Haaretz’s editorial supports Biden’s proposal, saying that “we cannot allow the government – that is, Prime Minister Benjamin Netanyahu and the war cabinet – to distance itself from the plan presented by Biden. His proposal represents the Israeli position, the one discussed behind closed doors, out of earshot of threats by the extreme right. In the proposal, Israel recognises the necessity of stopping the war and is ready for it.”

Channel 12 features a prospective pilot plan for a post-Hamas Gaza Strip which will soon be discussed by the war cabinet. The plan would involve: “Choosing a local agency that will cooperate with international organisations to distribute humanitarian aid; Clearing the area of the remaining terrorist elements; Having local forces trained by international organisations—and providing them with means for enforcing law and order; The IDF will isolate the area to prevent Hamas from attacking the local forces.”

Maariv writes on the IDF’s various plans to secure the Philadelphi corridor long-term. “The first option,” it says, “is to build an underground wall fitted with sensors to prevent below-ground smuggling operations, and to install a series of cameras at the Rafah border crossing and along the Philadelphi Corridor. The second option, which is also being considered as a temporary measure until an underground wall can be built, is to have a multi-national force deployed along the Philadelphi Corridor. The third option, which the IDF believes to be problematic, is to build outposts and man them with IDF troops.”

In Israel Hayom, Meir Ben Shabbat focusses attention on the West Bank. “So far,” he writes, “two factors have somewhat restrained the potential for terror from Judea and Samaria. The first is the shock and dismay that gripped the terrorist elements and the Palestinian public in this area following Oct. 7. The fear that Israel might unleash its wrath over the horrific massacre on anyone who provokes it has caused some terrorist elements to be more hesitant. Even the worsening economic situation due to the ongoing closure has not shattered this psychological barrier. The second factor, which came in parallel, is the intensive activity of the security establishment. This has been characterised to a much greater extent by proactive friction and aggression, leading to thousands of arrests, thwarting numerous attacks, and dismantling parts of the terrorist infrastructure. However, the audacity displayed by terrorist elements in Judea and Samaria in recent times likely indicates the dissipation of the first factor’s influence and an adaptation to the IDF’s current modus operandi. Against this backdrop, terrorist elements in Judea and Samaria have begun adopting an approach of initiating attacks against communities, apparently inspired by Hamas’ Oct. 7 onslaught.”
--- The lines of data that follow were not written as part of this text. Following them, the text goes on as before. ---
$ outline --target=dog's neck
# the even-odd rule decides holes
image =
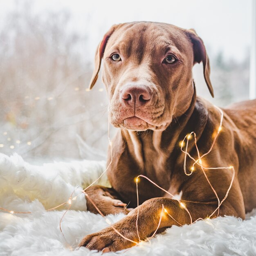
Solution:
[[[165,130],[137,132],[122,130],[122,137],[128,142],[129,153],[140,168],[150,172],[154,172],[156,168],[159,171],[161,169],[166,171],[161,166],[166,168],[166,162],[170,158],[175,159],[177,164],[179,158],[182,158],[179,146],[181,140],[192,131],[196,132],[198,139],[200,137],[207,120],[207,113],[205,110],[204,112],[200,100],[197,98],[194,86],[188,108],[179,117],[173,119]]]

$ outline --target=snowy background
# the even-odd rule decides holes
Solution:
[[[0,153],[36,163],[104,159],[106,94],[100,79],[86,89],[96,46],[115,23],[195,29],[209,56],[215,98],[200,65],[198,94],[222,106],[248,99],[251,9],[250,0],[0,0]]]

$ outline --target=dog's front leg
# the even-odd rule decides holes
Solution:
[[[95,213],[99,213],[94,205],[104,215],[129,211],[126,204],[123,202],[117,192],[112,188],[101,186],[94,186],[85,191],[87,210]]]
[[[216,203],[197,203],[182,201],[188,209],[192,222],[198,218],[205,218],[210,216],[216,209]],[[237,216],[232,212],[232,207],[228,202],[221,206],[220,214]],[[138,233],[141,240],[144,240],[151,236],[158,226],[163,205],[171,217],[164,211],[162,220],[158,227],[163,231],[172,225],[181,225],[191,223],[189,214],[176,200],[166,198],[158,198],[148,200],[132,211],[127,216],[112,227],[126,238],[137,243],[139,241]],[[137,211],[139,210],[137,222],[138,233],[136,228]],[[176,222],[177,221],[177,222]],[[90,249],[117,251],[136,245],[122,238],[111,226],[85,236],[81,242],[80,246],[85,246]]]

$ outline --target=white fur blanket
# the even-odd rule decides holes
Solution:
[[[76,249],[84,236],[108,226],[103,217],[86,211],[83,195],[72,202],[62,223],[65,207],[48,209],[66,202],[76,187],[90,184],[105,170],[96,161],[55,162],[30,165],[17,155],[0,154],[0,207],[10,211],[31,212],[11,214],[0,210],[0,255],[101,255],[84,247]],[[98,184],[109,185],[103,175]],[[80,189],[79,189],[80,187]],[[110,215],[113,222],[124,216]],[[256,210],[246,220],[232,217],[200,221],[182,227],[173,226],[149,242],[125,252],[124,255],[256,255]],[[115,255],[109,253],[108,255]]]

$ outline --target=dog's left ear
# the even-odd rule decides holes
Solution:
[[[112,26],[109,30],[104,35],[103,37],[103,39],[99,45],[98,45],[98,47],[96,49],[96,52],[95,52],[94,70],[93,70],[92,76],[92,79],[91,79],[91,81],[89,85],[90,90],[91,90],[92,87],[93,87],[93,85],[95,84],[98,79],[98,75],[101,67],[101,59],[103,57],[104,51],[106,47],[108,40],[118,26],[119,25],[114,25]]]
[[[202,61],[204,80],[210,91],[210,93],[213,98],[214,97],[213,89],[210,80],[210,63],[204,45],[202,40],[198,36],[194,29],[191,29],[186,30],[186,32],[193,45],[194,64],[196,63],[200,63]]]

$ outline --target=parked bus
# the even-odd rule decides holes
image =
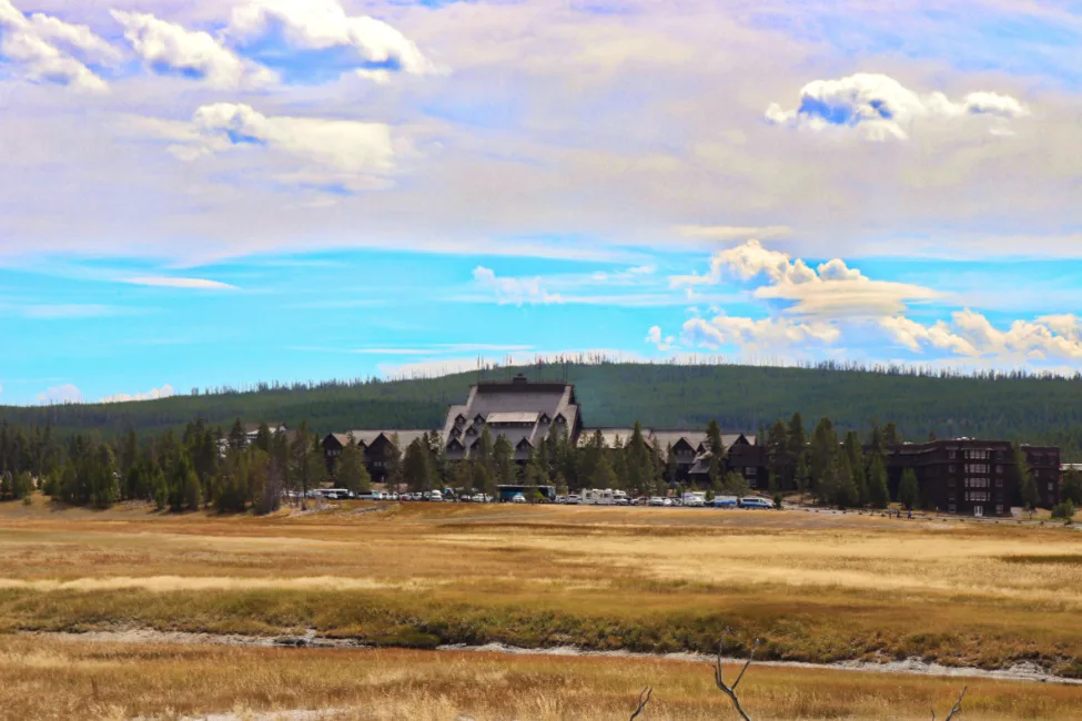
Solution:
[[[613,506],[616,495],[611,488],[587,488],[583,495],[583,502],[587,506]]]

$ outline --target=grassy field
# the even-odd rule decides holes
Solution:
[[[145,628],[279,634],[312,629],[321,636],[395,647],[380,652],[289,651],[296,654],[290,658],[311,658],[304,663],[313,669],[324,663],[321,658],[335,653],[355,658],[358,668],[377,663],[373,659],[384,658],[378,653],[414,659],[403,663],[423,668],[452,657],[421,650],[412,657],[402,647],[496,641],[525,647],[709,652],[729,628],[728,653],[739,654],[750,639],[761,638],[765,659],[830,662],[920,657],[981,668],[1032,661],[1063,676],[1082,676],[1082,536],[1062,525],[908,521],[852,514],[428,504],[357,512],[364,508],[346,505],[259,519],[161,515],[143,506],[108,511],[61,509],[40,497],[30,506],[2,505],[0,631],[9,636],[0,638],[8,644],[9,657],[16,658],[29,652],[27,648],[34,650],[20,647],[23,637],[13,636],[26,631]],[[130,672],[142,669],[141,648],[124,649],[135,660],[118,660],[118,666]],[[97,659],[95,653],[122,650],[69,644],[49,652],[61,657],[78,652]],[[161,657],[154,656],[159,651],[145,652],[160,658],[163,673],[193,678],[203,673],[200,664],[214,666],[215,654],[236,653],[230,658],[241,666],[254,664],[254,669],[261,662],[257,659],[286,653],[221,648],[198,653],[174,648],[161,650]],[[617,688],[596,687],[587,678],[589,673],[608,671],[586,669],[611,667],[617,674],[635,666],[613,659],[462,658],[461,663],[467,664],[459,674],[464,681],[469,679],[469,663],[486,662],[504,668],[509,679],[526,674],[538,688],[555,683],[563,693],[570,684],[570,695],[559,695],[558,702],[552,698],[556,707],[544,713],[539,708],[536,713],[522,711],[519,718],[579,718],[577,710],[585,707],[575,704],[586,702],[583,699],[589,697],[589,689]],[[562,664],[574,669],[564,681],[559,681]],[[545,668],[555,681],[544,680]],[[666,703],[678,703],[685,698],[681,694],[690,694],[686,698],[691,705],[686,713],[681,707],[673,707],[665,712],[668,717],[651,718],[698,718],[695,713],[700,711],[692,713],[700,708],[696,704],[706,704],[701,705],[706,713],[714,708],[710,703],[718,702],[709,697],[692,699],[700,698],[695,695],[698,691],[692,693],[698,688],[695,684],[709,683],[705,669],[687,664],[657,668],[666,678],[687,676],[687,683],[692,684],[670,691]],[[281,672],[287,670],[283,667]],[[394,695],[378,684],[350,687],[341,694],[348,703],[380,693],[386,703],[406,703],[408,697],[413,699],[409,703],[422,707],[425,699],[435,703],[434,699],[442,698],[425,686],[424,674],[409,677],[412,671],[405,668],[401,672],[417,679],[409,681],[414,686],[408,686],[408,694]],[[812,699],[805,699],[795,686],[788,691],[790,705],[785,705],[781,695],[787,673],[797,672],[757,670],[761,683],[773,684],[769,693],[766,687],[749,686],[749,693],[758,689],[757,694],[767,694],[761,697],[762,703],[772,709],[775,718],[838,718],[825,711],[820,713],[816,710],[820,701],[836,704],[852,718],[910,718],[888,713],[893,708],[891,699],[904,698],[917,698],[917,717],[927,718],[927,701],[946,700],[950,688],[959,684],[848,673],[839,677],[848,680],[840,682],[837,692],[816,695],[811,692],[816,681],[807,677]],[[853,680],[866,676],[866,680]],[[628,677],[618,691],[606,693],[623,699],[634,695],[633,687],[646,682],[660,688],[659,681],[646,677]],[[364,678],[361,674],[355,680],[360,683]],[[823,684],[829,686],[826,680]],[[1055,698],[1062,695],[1064,704],[1073,700],[1082,708],[1078,689],[995,688],[987,684],[984,695],[974,699],[977,703],[984,698],[981,703],[987,703],[982,708],[988,711],[977,718],[1068,718],[1053,713],[1053,707],[1041,705],[1040,699],[1053,691]],[[572,693],[574,689],[578,691]],[[488,699],[483,691],[468,688],[456,693],[473,693],[478,703]],[[457,703],[459,697],[449,698]],[[543,700],[533,698],[538,703]],[[868,704],[878,703],[877,699],[888,705],[869,711],[870,715],[859,713],[872,709]],[[303,703],[290,707],[286,701],[281,694],[264,693],[253,697],[251,703],[252,708],[307,708]],[[527,703],[526,697],[519,701]],[[145,708],[132,703],[132,708]],[[152,701],[145,703],[153,705]],[[215,709],[232,708],[215,703]],[[792,704],[801,703],[811,704],[800,711],[805,715],[787,715],[796,713]],[[1022,705],[1012,711],[1011,703]],[[173,705],[186,708],[180,701]],[[401,712],[381,707],[388,711],[376,717],[424,718],[414,715],[422,707]],[[477,709],[477,718],[519,713],[506,707]],[[453,718],[436,711],[429,715]]]
[[[727,668],[729,679],[737,669]],[[200,718],[476,721],[737,718],[707,664],[385,650],[85,643],[0,637],[0,719]],[[757,721],[942,719],[963,686],[965,719],[1082,719],[1082,687],[751,667]],[[299,711],[324,710],[302,715]]]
Kan Radio reports the Syrian Defence Ministry saying that the Israeli Air Force attacked several targets southeast of Aleppo last night. The London-based Syrian Observatory for Human Rights reported 12 killed and nine injured from among pro-Iranian militias in a copper plant in the Aleppo suburbs.
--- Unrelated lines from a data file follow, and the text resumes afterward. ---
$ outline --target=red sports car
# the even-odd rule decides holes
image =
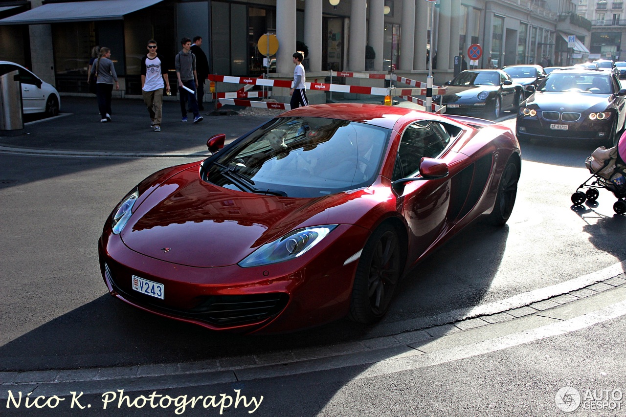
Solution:
[[[486,120],[291,110],[140,183],[105,225],[102,274],[130,304],[216,331],[372,323],[434,248],[479,217],[506,222],[520,155],[511,130]]]

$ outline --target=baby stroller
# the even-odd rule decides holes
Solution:
[[[613,210],[618,214],[626,213],[626,131],[622,134],[617,146],[607,149],[600,147],[585,162],[592,176],[572,195],[572,202],[582,205],[586,200],[594,202],[600,193],[598,188],[608,190],[617,201]],[[581,190],[587,188],[583,192]]]

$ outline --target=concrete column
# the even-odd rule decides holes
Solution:
[[[459,54],[459,41],[461,34],[461,0],[452,0],[451,5],[449,57],[450,67],[453,68],[454,56]]]
[[[294,73],[291,56],[295,52],[295,1],[276,0],[276,72]]]
[[[38,6],[41,6],[41,3]],[[33,72],[44,81],[56,85],[54,60],[52,51],[52,29],[49,24],[30,24],[31,59]]]
[[[439,31],[437,34],[437,69],[449,70],[450,63],[450,1],[442,1],[439,6]],[[456,43],[458,43],[458,39]],[[458,47],[457,47],[458,48]]]
[[[370,0],[367,8],[369,9],[367,44],[374,48],[376,54],[374,61],[374,70],[382,71],[385,31],[385,0]]]
[[[366,6],[366,0],[352,0],[350,9],[350,50],[348,52],[348,64],[351,71],[365,71]]]
[[[304,43],[309,47],[309,71],[322,71],[322,1],[304,1]]]
[[[410,71],[413,69],[415,45],[415,0],[402,0],[401,24],[399,69]]]
[[[418,0],[415,10],[414,43],[413,44],[413,69],[426,68],[426,43],[428,43],[428,24],[431,10],[428,2]],[[432,3],[430,3],[432,4]]]

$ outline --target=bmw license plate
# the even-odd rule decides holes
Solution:
[[[133,275],[133,289],[151,297],[160,298],[162,300],[165,297],[165,289],[162,284],[143,279],[134,275]]]

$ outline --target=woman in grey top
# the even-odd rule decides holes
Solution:
[[[96,96],[98,97],[98,108],[100,110],[100,121],[111,121],[111,93],[113,90],[120,90],[117,74],[113,61],[111,60],[111,49],[108,48],[100,48],[100,57],[93,63],[91,72],[98,76],[96,82]]]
Haaretz includes news that IDF fighter jets struck a rocket launcher and military buildings used by Hezbollah in several villages in southern Lebanon this morning. Sirens sounded in the northern region of the Upper Galilee. The paper also reports Israel downing a missile fired by the Yemeni Houthis headed towards Eilat.
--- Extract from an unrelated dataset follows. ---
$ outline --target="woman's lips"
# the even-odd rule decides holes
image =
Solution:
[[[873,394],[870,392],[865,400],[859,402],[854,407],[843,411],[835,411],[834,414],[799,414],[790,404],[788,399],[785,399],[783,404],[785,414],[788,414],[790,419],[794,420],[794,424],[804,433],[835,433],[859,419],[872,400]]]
Ynet features yesterday’s activity on the northern front, as a Hezbollah drone crashed in the northern city of Nahariya after failed interception attempts. The crash then caused a fire. In Kiryat Shmona, two Israelis sustained minor injuries from rocket debris and were evacuated to a hospital. In response, according to the IDF, fighter jets targeted a Hezbollah military building in Ayta ash Shab and a Hezbollah terrorist infrastructure in Tayr Harfa, both in southern Lebanon. Additionally, IDF forces fired to eliminate a threat in Rachaya Al Foukhar, also in southern Lebanon.